Alas, the events of that ghastly day not only hint at a terrifying future but also are a grim reminder of an horrific past that includes countless pogroms and the industrialised depravity of the Holocaust. The sad reality is that along with the rape and sadism, the hithero comforting blanket of Judeo-Christian civilisation was torn asunder that morning, its gossamer veneer slashed and shredded before our eyes. We have been kidding ourselves for too long.
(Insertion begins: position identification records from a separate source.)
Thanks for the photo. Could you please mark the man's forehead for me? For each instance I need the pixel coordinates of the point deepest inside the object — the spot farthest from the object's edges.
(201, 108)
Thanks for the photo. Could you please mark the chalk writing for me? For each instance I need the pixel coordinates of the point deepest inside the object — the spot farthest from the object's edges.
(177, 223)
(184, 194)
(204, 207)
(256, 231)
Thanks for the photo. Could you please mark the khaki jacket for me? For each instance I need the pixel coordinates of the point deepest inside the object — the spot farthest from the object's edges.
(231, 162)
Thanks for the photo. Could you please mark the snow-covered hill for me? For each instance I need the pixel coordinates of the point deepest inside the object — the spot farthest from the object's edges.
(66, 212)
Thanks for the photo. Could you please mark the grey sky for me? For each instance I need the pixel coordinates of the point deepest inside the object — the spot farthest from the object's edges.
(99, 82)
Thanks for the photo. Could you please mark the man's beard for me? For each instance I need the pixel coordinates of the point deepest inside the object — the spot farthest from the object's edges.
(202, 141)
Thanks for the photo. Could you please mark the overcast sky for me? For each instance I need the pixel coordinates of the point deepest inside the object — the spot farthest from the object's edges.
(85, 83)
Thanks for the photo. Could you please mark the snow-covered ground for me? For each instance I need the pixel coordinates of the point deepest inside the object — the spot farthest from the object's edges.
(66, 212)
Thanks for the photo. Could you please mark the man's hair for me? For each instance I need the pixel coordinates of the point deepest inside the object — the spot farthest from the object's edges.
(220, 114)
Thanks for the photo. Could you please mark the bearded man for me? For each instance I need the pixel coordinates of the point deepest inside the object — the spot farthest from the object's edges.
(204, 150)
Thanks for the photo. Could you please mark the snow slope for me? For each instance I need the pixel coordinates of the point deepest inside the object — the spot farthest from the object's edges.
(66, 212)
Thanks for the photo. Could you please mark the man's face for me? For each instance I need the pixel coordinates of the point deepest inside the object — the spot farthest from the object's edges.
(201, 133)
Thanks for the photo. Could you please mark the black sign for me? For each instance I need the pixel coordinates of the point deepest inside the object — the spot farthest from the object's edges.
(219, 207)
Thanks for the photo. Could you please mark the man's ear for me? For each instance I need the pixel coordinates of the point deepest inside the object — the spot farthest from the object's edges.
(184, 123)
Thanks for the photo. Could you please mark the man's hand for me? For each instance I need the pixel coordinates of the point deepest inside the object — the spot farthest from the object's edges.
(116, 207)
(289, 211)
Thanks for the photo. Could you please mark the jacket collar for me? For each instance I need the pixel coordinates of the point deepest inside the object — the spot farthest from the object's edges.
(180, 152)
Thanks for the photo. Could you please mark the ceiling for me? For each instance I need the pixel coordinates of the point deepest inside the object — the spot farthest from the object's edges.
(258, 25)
By their own admission, Hamas, Isis, Palestinian Islamic Jihad and the many other Islamist groups thrive on and yearn for death, bloodshed and martyrdom. There’s is a totalitarian doctrine and fundamentalist ideology that is only interested in complete domination and destruction of all who do not yield to their vile agenda of theocratic enslavement, misogyny and racism. Having won their elections in 2006, Hamas set about butchering those Palestinians who did not agree with them. Gays and other minorities are reportedly tossed off the nearest roof. The destruction of the Jews is not the end point of the radical Islamist ideology, it is the starting point.

You can dismiss the Palestinian mobs as the victims of some colonial fantasy, some absurd neo-Marxist concept of brown-skinned victims of white oppression, or perhaps as the brainwashed students of a depraved psycho-sexual death cult. (Taught, often, by teachers paid for by us.) But what you cannot brush aside is the reality that if the mobs get their way with the Jews, they won’t stop there.

Australians must choose whether we are prepared to tolerate the Labor approach that seeks to downplay antisemitism with platitudes and faux moral equivalence, or whether we demand from our political leaders unequivocal political support for Israel to take the actions necessary to defeat Hamas and for Australia to formulate policies that guarantee such antisemitic evil can never, ever take root on our shores. And that is a big task. In the meantime, we wish all our readers a Merry Christmas and a Happy New Year.